At 10 a.m. Tuesday, the Senate Judiciary Committee will hold a hearing on the Supreme Court’s “unprecedented” ruling on presidential immunity, which ruled that core presidential powers are immune from criminal prosecution. The ruling, handed down in July, was seen as a victory for Trump, sending federal cases related to his efforts to overturn the 2020 election back to lower courts.
Witnesses scheduled to appear before the panel include Philip Allen Lacovara, former Deputy Assistant Attorney General and former counsel to the Watergate special prosecutor; Mary B. McCord, executive director of the Institute for the Defense and Defense of the Constitution at Georgetown University; Timothy Naftali, senior fellow at Columbia University’s School of International and Public Administration; Michael B. Mukasey, former attorney general and U.S. district judge; and Jennifer Mascott, director of the Separation of Powers Institute and assistant professor of law at Catholic University of Columbus School of Law.
Also on Tuesday at 10 a.m., the Senate Committee on Health, Education, Labor, and Pensions (HELP) will hold a hearing on the health care company Novo Nordisk and its sales of semaglutide products Ozempic and Wegovi, which are more expensive in the United States than overseas.
Lars Fruergaard Jørgensen, president and CEO of Novo Nordisk, is scheduled to testify before the panel.
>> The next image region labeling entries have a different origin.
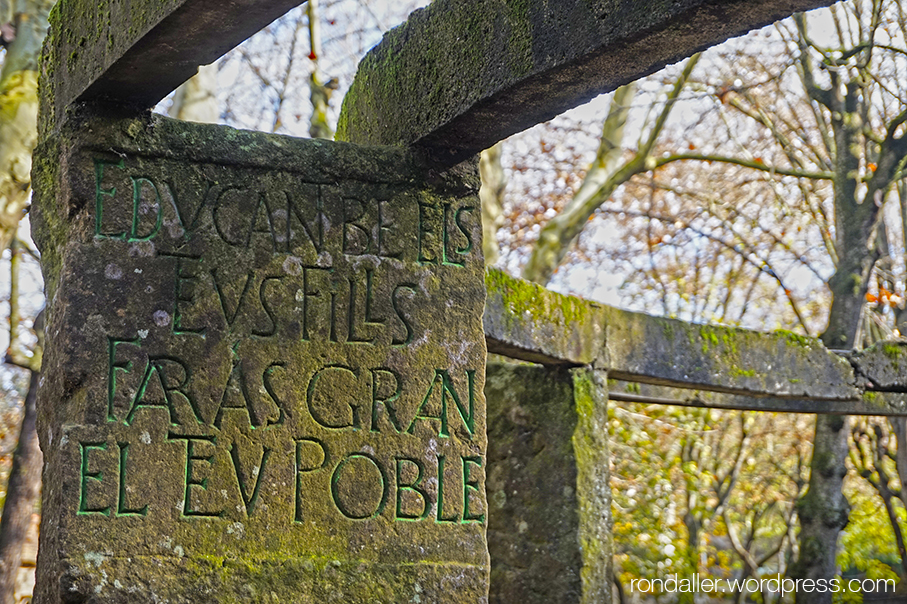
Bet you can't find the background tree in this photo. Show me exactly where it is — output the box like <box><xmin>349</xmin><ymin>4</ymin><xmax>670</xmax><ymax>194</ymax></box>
<box><xmin>496</xmin><ymin>0</ymin><xmax>907</xmax><ymax>601</ymax></box>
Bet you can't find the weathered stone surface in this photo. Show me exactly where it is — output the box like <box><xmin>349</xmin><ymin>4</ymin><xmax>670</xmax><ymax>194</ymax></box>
<box><xmin>608</xmin><ymin>380</ymin><xmax>907</xmax><ymax>416</ymax></box>
<box><xmin>42</xmin><ymin>0</ymin><xmax>302</xmax><ymax>130</ymax></box>
<box><xmin>604</xmin><ymin>308</ymin><xmax>861</xmax><ymax>400</ymax></box>
<box><xmin>847</xmin><ymin>340</ymin><xmax>907</xmax><ymax>392</ymax></box>
<box><xmin>483</xmin><ymin>270</ymin><xmax>872</xmax><ymax>413</ymax></box>
<box><xmin>485</xmin><ymin>364</ymin><xmax>611</xmax><ymax>604</ymax></box>
<box><xmin>34</xmin><ymin>116</ymin><xmax>488</xmax><ymax>604</ymax></box>
<box><xmin>337</xmin><ymin>0</ymin><xmax>831</xmax><ymax>165</ymax></box>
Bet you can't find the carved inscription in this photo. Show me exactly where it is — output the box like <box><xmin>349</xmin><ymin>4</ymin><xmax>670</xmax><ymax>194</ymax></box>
<box><xmin>65</xmin><ymin>154</ymin><xmax>485</xmax><ymax>530</ymax></box>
In a statement last week, Sen. Bernie Sanders (I-Vt.), chairman of the HELP Committee, said there was “no rationale other than greed” for the amount Novo Nordisk was charging Ozempic.
“Unless Novo Nordisk ends their greed and significantly lowers the price of this drug, we must do everything we can to end their greed for them,” he added.
Finally, on Tuesday at 10 a.m., the Senate Finance Committee will hold a hearing on women’s health care titled “Chaos and Control: How Trump Criminalized Women’s Health Care.”